If it can't connect while it was crunching and you restart before it could dump the results then I think you'll lose those results. I usually just let it crunch until the client can reconnect on its own without a restart. Don't know how the service mode is different or if it has a bug. I just use the GUI/text client.

deranged128[OCAU]
09-08-2004, 07:37 PM
Originally posted by prokaryote
If it can't connect while it was crunching and you restart before it could dump the results then I think you'll lose those results. I usually just let it crunch until the client can reconnect on its own without a restart. Don't know how the service mode is different or if it has a bug. I just use the GUI/text client.
So if you have to turn a computer off, or reboot for some reason, you stand to lose significant amounts of processed work if connection is down for some reason.
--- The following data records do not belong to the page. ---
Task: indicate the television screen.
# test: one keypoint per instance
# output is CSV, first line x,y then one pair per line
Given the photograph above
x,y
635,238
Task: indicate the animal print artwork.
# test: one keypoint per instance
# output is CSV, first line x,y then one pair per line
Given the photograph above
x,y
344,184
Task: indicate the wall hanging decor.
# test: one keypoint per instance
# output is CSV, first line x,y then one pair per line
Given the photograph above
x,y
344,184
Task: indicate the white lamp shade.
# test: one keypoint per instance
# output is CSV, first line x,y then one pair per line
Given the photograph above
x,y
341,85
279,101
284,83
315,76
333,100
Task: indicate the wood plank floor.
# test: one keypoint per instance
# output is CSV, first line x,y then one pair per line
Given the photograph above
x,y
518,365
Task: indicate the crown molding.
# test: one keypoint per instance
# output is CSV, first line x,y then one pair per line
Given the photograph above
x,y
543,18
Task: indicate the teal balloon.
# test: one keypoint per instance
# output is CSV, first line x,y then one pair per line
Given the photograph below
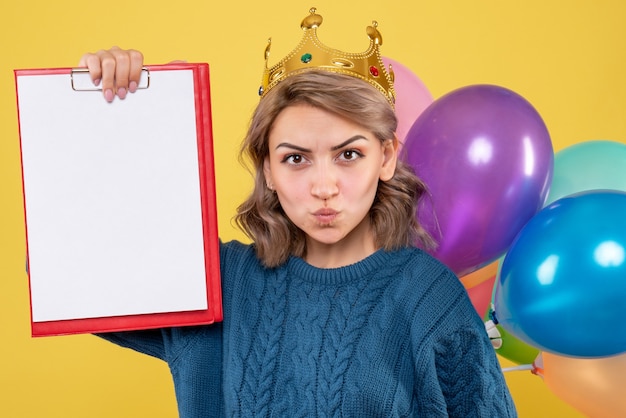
x,y
589,165
562,285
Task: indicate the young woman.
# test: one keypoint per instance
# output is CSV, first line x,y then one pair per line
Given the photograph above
x,y
332,310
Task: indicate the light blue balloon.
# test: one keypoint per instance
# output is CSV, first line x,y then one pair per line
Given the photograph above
x,y
589,165
562,285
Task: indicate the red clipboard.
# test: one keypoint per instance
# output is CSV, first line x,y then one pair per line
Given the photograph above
x,y
119,201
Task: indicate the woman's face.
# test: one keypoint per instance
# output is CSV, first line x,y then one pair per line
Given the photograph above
x,y
325,172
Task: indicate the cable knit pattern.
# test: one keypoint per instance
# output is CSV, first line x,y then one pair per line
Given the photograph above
x,y
393,335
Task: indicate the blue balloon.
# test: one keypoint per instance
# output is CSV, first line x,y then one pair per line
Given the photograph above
x,y
562,285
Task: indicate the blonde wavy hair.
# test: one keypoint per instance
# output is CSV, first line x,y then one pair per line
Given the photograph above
x,y
393,213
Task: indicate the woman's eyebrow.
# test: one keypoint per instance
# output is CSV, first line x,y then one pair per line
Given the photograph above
x,y
348,142
335,148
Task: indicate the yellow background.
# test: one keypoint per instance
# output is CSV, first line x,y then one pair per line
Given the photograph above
x,y
567,58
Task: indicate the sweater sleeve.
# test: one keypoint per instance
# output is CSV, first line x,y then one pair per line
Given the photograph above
x,y
460,375
470,377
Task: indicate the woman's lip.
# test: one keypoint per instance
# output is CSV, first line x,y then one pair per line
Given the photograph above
x,y
325,215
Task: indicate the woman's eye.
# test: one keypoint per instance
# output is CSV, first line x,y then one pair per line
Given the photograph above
x,y
349,155
293,159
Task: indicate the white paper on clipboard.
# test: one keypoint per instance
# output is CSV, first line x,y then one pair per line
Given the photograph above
x,y
112,197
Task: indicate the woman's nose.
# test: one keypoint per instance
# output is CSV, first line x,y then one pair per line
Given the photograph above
x,y
324,182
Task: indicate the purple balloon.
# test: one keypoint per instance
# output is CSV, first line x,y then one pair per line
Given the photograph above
x,y
486,156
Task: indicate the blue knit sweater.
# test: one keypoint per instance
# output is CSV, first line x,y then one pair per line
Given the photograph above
x,y
394,335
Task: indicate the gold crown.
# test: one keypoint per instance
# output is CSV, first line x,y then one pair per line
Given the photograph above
x,y
312,54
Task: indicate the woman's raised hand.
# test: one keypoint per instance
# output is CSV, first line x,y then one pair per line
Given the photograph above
x,y
117,70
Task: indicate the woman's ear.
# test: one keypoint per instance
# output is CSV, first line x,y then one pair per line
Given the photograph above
x,y
390,159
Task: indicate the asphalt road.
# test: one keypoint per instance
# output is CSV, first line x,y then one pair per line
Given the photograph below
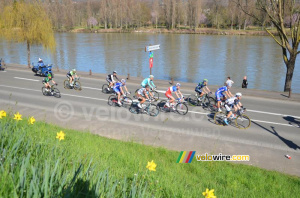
x,y
274,131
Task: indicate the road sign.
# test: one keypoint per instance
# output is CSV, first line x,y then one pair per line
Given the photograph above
x,y
152,48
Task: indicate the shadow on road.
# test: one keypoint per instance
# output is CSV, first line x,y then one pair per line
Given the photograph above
x,y
292,121
289,143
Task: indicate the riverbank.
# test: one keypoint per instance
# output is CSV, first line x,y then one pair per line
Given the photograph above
x,y
164,84
205,31
76,163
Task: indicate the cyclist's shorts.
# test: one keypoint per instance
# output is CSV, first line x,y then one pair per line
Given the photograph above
x,y
108,80
168,94
199,91
219,95
117,90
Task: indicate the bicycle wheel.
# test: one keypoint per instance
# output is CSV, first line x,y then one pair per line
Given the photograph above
x,y
66,84
77,86
112,100
135,94
45,93
105,88
219,118
134,108
155,95
56,93
153,110
242,122
193,100
182,108
162,106
126,102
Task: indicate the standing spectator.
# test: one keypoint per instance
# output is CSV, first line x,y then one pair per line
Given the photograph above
x,y
229,81
245,82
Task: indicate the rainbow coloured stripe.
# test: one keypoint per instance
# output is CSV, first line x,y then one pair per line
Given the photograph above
x,y
186,156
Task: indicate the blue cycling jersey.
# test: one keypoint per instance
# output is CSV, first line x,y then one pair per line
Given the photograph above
x,y
222,89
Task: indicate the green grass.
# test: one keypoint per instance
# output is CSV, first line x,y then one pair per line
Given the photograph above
x,y
33,163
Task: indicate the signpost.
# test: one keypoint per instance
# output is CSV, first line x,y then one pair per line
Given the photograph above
x,y
150,49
Is there a way of knowing, in either service or gui mode, whether you have work waiting to be uploaded? Can the client be altered to save work completed to that point in time in the event of shutdown?

Another question, how do you shutdown the GUI client?
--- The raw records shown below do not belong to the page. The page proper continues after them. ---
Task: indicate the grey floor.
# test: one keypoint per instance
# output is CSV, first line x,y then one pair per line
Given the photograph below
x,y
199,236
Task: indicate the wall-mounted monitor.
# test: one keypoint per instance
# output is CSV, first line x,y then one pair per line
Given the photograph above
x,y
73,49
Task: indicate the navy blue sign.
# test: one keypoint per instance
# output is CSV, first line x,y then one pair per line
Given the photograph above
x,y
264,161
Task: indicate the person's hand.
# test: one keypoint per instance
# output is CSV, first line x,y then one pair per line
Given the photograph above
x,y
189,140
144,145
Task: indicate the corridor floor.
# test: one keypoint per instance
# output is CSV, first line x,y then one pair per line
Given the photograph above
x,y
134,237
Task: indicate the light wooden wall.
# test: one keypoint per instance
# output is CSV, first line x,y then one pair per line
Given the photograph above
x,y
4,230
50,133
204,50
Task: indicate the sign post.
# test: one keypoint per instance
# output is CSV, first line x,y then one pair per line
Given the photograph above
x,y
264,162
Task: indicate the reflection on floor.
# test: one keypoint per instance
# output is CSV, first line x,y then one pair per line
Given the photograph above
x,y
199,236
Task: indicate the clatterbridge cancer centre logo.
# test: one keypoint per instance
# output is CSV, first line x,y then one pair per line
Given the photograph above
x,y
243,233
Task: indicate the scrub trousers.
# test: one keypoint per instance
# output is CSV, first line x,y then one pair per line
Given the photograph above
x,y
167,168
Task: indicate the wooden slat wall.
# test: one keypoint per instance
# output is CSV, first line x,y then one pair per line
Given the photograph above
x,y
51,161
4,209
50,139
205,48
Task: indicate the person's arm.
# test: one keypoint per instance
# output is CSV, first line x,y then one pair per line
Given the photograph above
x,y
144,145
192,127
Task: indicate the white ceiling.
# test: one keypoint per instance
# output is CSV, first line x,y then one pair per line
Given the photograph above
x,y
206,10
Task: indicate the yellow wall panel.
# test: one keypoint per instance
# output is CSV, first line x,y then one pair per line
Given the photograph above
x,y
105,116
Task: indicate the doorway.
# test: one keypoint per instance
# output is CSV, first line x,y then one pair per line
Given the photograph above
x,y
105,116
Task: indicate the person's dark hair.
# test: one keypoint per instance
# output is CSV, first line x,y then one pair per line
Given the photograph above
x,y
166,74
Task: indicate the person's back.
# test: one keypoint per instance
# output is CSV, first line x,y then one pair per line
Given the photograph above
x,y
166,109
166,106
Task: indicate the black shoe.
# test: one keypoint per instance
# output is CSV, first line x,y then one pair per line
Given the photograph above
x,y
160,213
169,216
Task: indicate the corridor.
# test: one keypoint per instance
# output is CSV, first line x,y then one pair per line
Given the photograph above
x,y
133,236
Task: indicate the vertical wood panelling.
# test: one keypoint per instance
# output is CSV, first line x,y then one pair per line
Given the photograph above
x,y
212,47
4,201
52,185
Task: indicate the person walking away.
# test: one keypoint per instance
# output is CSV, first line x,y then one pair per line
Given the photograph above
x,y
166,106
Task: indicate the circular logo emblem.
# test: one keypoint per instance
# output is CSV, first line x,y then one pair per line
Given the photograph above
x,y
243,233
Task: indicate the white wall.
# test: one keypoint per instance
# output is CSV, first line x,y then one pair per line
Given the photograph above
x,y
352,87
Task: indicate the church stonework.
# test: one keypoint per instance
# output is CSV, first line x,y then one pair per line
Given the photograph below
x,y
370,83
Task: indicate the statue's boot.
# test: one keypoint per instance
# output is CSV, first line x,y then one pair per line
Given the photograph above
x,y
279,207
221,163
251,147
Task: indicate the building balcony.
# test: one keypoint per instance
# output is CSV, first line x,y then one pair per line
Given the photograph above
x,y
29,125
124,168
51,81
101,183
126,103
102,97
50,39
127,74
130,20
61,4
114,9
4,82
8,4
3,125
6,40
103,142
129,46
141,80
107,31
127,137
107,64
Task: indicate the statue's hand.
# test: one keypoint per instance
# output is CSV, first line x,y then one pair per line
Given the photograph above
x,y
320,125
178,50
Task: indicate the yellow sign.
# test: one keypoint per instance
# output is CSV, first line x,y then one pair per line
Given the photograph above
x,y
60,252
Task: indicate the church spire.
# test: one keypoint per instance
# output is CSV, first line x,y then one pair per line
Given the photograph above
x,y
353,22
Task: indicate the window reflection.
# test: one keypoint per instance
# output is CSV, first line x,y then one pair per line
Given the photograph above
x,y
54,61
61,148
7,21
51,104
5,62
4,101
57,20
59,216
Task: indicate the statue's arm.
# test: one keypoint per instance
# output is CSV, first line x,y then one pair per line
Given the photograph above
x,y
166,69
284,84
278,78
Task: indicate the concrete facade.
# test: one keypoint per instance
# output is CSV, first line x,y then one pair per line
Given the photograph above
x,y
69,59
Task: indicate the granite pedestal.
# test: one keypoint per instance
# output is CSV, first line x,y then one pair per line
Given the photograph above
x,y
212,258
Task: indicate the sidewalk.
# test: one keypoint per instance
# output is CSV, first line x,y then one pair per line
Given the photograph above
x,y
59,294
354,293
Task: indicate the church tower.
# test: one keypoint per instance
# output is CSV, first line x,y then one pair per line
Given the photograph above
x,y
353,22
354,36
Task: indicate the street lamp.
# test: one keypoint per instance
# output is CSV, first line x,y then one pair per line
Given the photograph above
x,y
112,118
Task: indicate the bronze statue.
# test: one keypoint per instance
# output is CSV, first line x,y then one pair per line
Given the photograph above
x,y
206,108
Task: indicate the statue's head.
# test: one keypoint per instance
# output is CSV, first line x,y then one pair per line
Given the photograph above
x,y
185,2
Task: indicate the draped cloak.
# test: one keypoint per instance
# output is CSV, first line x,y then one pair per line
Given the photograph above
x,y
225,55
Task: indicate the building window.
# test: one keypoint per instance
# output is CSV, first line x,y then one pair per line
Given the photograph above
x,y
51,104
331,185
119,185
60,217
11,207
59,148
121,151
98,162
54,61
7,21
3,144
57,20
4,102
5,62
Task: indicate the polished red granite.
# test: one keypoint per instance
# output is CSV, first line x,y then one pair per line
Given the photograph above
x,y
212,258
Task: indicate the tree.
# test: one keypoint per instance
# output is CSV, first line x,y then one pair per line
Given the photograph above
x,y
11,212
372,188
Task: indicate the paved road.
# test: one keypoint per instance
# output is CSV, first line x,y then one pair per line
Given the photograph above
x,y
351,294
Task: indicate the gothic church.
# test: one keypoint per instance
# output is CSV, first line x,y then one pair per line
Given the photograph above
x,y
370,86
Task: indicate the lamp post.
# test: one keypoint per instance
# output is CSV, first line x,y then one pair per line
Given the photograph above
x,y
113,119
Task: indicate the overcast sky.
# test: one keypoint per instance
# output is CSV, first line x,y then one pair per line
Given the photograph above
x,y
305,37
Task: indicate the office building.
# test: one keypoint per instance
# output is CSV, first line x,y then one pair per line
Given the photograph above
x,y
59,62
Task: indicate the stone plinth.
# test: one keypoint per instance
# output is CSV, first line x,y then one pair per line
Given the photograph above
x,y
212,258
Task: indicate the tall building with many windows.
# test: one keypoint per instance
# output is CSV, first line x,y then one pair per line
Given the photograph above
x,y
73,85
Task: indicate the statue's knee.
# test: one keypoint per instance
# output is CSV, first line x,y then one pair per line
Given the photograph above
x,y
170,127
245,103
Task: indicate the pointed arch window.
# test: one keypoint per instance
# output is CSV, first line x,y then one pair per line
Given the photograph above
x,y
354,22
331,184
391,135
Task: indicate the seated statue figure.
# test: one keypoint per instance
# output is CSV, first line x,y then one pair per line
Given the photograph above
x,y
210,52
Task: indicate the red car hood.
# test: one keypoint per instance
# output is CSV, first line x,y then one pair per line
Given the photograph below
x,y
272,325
Googs, problems continue for me too as I found another machine (XP2400 @ 2.2Ghz) sitting idle this morning, hadn't crunched anything for around 12 hours :( Probably have to start easing the overclocks soon too as it's finally starting to warm up after winter :D

I'm thinking of changing over my dedicated machines to GUI, to see if that is any better.

Barry

michaelgarvie
09-14-2004, 04:22 PM
Two things.

The bug making idle clients has been fixed.

IBM's JVM may be slightly faster than Sun's Server VM. It's worth a try.

maharius
10-13-2004, 05:53 AM
Is there a way of knowing, in either service or gui mode, whether you have work waiting to be uploaded?
Hi,

With all the recent outages, it might come in handy to have an answer to the above...
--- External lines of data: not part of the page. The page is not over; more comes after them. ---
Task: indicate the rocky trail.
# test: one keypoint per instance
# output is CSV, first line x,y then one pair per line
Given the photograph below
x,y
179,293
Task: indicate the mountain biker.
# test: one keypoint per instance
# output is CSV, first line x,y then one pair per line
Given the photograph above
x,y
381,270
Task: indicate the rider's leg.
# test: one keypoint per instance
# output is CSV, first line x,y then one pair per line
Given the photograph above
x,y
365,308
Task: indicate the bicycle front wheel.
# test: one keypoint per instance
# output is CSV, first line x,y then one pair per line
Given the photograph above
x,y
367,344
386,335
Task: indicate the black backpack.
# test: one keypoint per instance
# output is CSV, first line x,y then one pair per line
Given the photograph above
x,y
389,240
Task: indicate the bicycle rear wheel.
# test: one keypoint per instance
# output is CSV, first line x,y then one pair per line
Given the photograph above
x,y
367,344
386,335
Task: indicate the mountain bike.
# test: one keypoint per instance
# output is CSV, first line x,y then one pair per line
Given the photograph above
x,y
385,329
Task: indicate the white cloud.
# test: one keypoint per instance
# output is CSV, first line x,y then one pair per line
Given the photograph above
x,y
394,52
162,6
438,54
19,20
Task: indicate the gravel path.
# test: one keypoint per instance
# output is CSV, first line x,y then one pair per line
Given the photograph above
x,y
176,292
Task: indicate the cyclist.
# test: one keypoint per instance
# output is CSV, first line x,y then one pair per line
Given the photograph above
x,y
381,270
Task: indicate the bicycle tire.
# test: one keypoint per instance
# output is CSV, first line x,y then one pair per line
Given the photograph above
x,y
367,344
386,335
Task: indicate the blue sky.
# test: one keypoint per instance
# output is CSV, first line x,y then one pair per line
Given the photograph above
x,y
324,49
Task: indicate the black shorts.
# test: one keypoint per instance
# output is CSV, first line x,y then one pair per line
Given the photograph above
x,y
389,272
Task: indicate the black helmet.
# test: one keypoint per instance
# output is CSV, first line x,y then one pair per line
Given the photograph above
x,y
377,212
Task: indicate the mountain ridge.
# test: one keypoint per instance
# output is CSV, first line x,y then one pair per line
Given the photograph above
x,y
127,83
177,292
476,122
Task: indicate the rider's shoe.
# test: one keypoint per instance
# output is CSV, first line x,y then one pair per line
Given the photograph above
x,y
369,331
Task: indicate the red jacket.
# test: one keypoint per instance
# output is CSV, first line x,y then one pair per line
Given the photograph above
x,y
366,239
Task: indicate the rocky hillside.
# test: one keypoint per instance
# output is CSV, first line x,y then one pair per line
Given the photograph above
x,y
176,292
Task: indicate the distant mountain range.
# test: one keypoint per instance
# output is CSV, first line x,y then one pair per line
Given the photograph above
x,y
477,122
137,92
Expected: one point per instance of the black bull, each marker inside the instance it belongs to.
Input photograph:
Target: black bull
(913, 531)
must... get... more... points

michaelgarvie
10-13-2004, 10:10 AM
Is there a way of knowing, in either service or gui mode, whether you have work waiting to be uploaded?

Easy answer: YES
How: if you have the GUI mode and the best of your population is better than the one displayed in the current goal stats (http://www.informatics.sussex.ac.uk/users/mmg20/dhe/statsGoal.php) then your island is hosting a circuit better than any seen so far - probably the best solution to the problem ever evolved.
What to do:
1) Keep the client going until server restarts.
2) Copy the genotype (<g>sdjkskjdfhkjsdfh</g>) and email it to me or post it in this forum.

Complicated answer: It's not so simple. Your island may host genetic material that at the moment is not extremely fit but holds to key to find a whole array of good solutions.
What to do: Contact me ASAP when the server goes down and try to keep your client running until then!
However: It's all a stochastic process in the end, so upon losing connection and gaining it you may immediately find a great solution anyway.

Important:
If you have lost connection with the server, you have an individual fitter than the one in the current goal stats (http://www.informatics.sussex.ac.uk/users/mmg20/dhe/statsGoal.php), and you have to stop the client then please do copy the genotype (<g>sdjkskjdfhkjsdfh</g>) and email it to me or post it in this forum. You will be credited with the relevant stats.

PS: workload packets are submitted every i minutes where i is the configurable interaction time.